Monroe, Louisiana, seconda metà degli anni ’30. Bill, il figlio di Katie e Charles Russell, vuole il fucile del padre per vendicarsi di una gang che lo ha schiaffeggiato. La madre, invece, lo accompagna ad affrontare i membri della gang uno ad uno, senza armi, a testa alta.

Oakland, California, anni ’50. La famiglia si è trasferita ad Ovest, dove si fabbricano le navi da guerra, si pratica tanto sport e se chiami qualcuno «figlio di buona donna» non lo insulti. Mamma Katie non c’è piùm come ultima richiesta al marito chiede di mandare il figlio a scuola: con molta fatica, ci riuscirà. Entra nell’università di San Francisco e inizia a giocare a pallacanestro, dimostrando di avere un atletismo mostruoso, seppur accompagnato da poca tecnica.

«Perché non si può stoppare il tiro degli altri?

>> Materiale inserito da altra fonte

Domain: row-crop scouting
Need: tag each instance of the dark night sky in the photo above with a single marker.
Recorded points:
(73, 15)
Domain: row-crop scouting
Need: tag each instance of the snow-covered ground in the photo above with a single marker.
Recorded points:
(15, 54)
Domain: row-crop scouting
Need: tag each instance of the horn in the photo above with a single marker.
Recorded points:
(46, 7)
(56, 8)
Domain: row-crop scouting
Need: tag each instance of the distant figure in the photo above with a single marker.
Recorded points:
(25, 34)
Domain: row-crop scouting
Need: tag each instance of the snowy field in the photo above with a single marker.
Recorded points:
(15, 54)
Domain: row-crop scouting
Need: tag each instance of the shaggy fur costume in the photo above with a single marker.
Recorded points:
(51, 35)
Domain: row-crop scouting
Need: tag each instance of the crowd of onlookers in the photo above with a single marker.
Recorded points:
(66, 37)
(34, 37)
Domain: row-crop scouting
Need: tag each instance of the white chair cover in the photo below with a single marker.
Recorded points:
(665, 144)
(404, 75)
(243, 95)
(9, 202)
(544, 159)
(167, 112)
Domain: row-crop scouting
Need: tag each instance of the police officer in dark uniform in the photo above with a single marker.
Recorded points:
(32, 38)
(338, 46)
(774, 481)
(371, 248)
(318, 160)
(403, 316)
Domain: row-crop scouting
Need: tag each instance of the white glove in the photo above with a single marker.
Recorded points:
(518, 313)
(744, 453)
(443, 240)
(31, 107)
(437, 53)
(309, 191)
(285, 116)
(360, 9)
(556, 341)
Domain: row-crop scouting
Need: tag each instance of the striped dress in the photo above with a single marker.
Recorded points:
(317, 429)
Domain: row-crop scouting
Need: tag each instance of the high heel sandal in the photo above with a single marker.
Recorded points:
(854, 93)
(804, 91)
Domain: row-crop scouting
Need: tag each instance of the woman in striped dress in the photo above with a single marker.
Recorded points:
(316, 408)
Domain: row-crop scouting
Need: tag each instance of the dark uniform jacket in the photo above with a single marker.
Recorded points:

Io stopperò i miei avversari e prenderò i rimbalzi, io gioco così». Da una discussione con il coach di allora, viene posato il seme di una rivoluzione che cambierà per sempre il basket mondiale.

Boston, Massachusetts, 1956. Red Auerbach ha costruito una squadra meravigliosa, i Boston Celtics, giocando una pallacanestro innovativa, incentrata proprio su quel Bill Russell, capace semplicemente di cancellare ogni giocata degli avversari.
Con il suo allenatore, Russell avrà un rapporto fermo, un’amicizia mossa da un enorme rispetto reciproco. Tre anni dopo arriverà nella lega l’unico essere umano in grado di fermare il gigante di Monroe: Wilt Chamberlain. Un semidio che se non avesse avuto la sfortuna cadere nell’era della dinastia Celtics avrebbe chiuso le ferramenta di tutti gli Stati Uniti per la quantità anelli vinti.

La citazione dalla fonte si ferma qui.